Understanding the influence of Mg doping for the stabilization of capacity and higher discharge voltage of Li- and Mn-rich cathodes for Li-ion batteries

Abstract

Although Li- and Mn-rich layered cathodes exhibit high specific capacity, the cathode materials of the general formula Li_1+x[Ni_yMn_zCo_w]O₂ (x + y + z + w = 1) suffer from capacity fading and discharge-voltage decay during prolonged cycling, due to the layered-to-spinel transformation upon cycling to potentials higher than 4.5 V vs. Li. In this paper, we study the effect of Mg doping (by partial replacement of Mn ions) on the electrochemical performance of Li- and Mn-rich cathodes in terms of specific capacity, capacity retention and discharge voltage upon cycling. Mg-doped Li- and Mn-rich Li_1.2Ni_0.16Mn_0.54Mg_0.02Co_0.08O₂ and Li_1.2Ni_0.16Mn_0.51Mg_0.05Co_0.08O₂ cathode materials were synthesized by a self-combustion reaction (SCR), and their electrochemical performance in Li-ion batteries was tested.
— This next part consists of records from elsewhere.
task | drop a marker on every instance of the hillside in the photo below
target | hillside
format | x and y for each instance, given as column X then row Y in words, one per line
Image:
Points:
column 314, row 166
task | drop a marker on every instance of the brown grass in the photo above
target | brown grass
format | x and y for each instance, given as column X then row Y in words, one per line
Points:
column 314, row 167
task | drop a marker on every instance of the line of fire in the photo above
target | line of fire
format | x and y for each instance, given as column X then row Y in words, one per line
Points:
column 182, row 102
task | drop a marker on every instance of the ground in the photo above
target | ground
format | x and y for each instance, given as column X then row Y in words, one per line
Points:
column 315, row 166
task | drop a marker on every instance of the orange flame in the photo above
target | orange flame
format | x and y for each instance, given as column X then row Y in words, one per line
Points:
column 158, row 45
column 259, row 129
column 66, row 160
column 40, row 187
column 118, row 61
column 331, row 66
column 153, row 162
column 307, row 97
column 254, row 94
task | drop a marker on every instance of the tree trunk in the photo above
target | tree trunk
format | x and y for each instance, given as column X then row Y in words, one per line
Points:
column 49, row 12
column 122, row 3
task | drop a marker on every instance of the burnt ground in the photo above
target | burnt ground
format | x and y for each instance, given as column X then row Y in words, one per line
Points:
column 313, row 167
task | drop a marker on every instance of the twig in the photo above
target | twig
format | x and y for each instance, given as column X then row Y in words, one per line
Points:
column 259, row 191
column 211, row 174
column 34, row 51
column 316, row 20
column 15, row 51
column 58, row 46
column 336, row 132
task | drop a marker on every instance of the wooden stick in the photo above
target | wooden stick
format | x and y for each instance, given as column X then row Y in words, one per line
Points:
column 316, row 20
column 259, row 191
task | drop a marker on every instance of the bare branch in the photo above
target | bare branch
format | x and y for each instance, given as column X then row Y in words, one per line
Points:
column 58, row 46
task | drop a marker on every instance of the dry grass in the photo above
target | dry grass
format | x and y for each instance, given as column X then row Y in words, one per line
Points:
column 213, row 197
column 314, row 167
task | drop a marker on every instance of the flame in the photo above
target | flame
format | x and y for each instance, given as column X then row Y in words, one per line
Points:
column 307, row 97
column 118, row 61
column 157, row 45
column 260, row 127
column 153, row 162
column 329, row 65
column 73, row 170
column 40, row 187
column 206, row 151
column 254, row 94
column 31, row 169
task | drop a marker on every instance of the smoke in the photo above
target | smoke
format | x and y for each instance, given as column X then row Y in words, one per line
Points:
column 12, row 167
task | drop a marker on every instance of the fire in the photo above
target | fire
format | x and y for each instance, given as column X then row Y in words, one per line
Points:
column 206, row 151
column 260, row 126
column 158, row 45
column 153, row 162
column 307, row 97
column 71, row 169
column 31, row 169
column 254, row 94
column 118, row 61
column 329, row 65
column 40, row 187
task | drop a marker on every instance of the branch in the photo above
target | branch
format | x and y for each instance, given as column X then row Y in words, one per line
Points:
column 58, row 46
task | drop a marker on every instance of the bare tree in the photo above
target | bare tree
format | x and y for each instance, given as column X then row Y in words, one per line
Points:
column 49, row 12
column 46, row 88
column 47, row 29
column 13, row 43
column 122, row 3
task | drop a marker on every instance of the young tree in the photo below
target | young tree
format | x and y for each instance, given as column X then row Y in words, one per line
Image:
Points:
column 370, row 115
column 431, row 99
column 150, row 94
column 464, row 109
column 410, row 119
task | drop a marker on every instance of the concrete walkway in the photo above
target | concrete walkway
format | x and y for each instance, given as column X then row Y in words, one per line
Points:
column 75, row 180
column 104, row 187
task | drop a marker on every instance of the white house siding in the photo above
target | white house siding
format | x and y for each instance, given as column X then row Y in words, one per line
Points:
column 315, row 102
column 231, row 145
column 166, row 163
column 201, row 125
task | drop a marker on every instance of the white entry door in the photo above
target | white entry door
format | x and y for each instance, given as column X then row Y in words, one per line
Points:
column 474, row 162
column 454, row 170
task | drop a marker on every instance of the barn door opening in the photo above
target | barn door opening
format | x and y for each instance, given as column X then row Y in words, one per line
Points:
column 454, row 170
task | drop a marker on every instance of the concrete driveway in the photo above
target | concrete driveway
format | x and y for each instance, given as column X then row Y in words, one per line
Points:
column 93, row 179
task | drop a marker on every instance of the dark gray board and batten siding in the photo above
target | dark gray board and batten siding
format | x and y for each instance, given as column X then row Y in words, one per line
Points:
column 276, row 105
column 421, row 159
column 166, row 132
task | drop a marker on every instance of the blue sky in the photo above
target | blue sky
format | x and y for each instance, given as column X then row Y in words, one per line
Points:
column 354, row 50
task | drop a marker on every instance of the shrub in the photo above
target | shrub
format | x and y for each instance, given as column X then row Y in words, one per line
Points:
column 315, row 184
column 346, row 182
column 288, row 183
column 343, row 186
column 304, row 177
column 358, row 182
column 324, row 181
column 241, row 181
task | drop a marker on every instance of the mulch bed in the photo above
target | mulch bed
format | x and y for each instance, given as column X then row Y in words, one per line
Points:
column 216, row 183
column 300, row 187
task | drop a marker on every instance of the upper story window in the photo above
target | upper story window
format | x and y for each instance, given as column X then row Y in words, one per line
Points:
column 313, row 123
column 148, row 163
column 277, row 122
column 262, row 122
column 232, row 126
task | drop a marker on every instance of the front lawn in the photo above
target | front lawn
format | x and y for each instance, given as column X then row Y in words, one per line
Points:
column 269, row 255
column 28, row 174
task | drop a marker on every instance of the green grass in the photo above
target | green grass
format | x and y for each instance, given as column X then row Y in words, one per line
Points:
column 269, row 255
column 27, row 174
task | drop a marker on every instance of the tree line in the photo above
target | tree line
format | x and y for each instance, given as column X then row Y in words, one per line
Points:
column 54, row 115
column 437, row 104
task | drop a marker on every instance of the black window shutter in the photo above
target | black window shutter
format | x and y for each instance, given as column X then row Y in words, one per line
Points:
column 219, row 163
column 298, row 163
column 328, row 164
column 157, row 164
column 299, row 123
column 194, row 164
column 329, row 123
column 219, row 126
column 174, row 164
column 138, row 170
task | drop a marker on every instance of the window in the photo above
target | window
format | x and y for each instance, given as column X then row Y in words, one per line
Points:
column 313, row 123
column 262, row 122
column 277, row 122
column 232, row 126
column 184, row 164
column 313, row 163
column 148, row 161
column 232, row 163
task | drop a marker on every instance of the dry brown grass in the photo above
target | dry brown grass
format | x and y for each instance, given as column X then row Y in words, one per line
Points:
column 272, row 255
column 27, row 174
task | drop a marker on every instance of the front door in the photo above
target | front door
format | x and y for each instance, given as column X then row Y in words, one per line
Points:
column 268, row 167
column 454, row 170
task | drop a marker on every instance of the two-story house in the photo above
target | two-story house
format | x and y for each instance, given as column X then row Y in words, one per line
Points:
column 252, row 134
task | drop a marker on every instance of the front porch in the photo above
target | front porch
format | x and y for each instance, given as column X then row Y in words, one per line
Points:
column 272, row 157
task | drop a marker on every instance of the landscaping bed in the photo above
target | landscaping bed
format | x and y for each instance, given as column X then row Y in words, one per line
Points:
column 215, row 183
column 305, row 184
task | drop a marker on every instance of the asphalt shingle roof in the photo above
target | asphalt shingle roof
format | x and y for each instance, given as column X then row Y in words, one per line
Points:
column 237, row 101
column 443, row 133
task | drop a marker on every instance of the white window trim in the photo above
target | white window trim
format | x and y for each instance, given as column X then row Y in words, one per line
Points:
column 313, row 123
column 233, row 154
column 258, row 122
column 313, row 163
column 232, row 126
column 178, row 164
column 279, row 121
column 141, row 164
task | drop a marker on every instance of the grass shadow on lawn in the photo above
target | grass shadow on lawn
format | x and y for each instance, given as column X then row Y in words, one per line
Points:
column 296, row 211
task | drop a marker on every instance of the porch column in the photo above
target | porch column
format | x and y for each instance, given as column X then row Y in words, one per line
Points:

The replacement of a small amount of Mn ions by Mg ions in these materials results in a decrease in their specific capacity. The doping of a small amount of Mg (x = 0.02) resulted only in the stabilization of the capacity, whereas a greater amount (x = 0.05) resulted in improved capacity retention and discharge voltage upon cycling. Li_1.2Ni_0.16Mn_0.51Mg_0.05Co_0.08O₂ exhibits a low specific capacity of about 160 mA h g⁻¹, which increases and then stabilizes at about 230 mA h g⁻¹, and finally decreases to 210 mA h g⁻¹ during 100 cycles. The substitution of Mg for Mn (x = 0.05) results in a higher discharge voltage than the other two cathode materials examined in this study. Structural analysis of the cycled electrodes suggests that Mg suppresses the activation of Li₂MnO₃ during the initial cycling, and hence, partially prevents layered-to-spinel transformation, resulting in a better electrochemical performance of the Mg-doped cathode material as compared to the undoped material.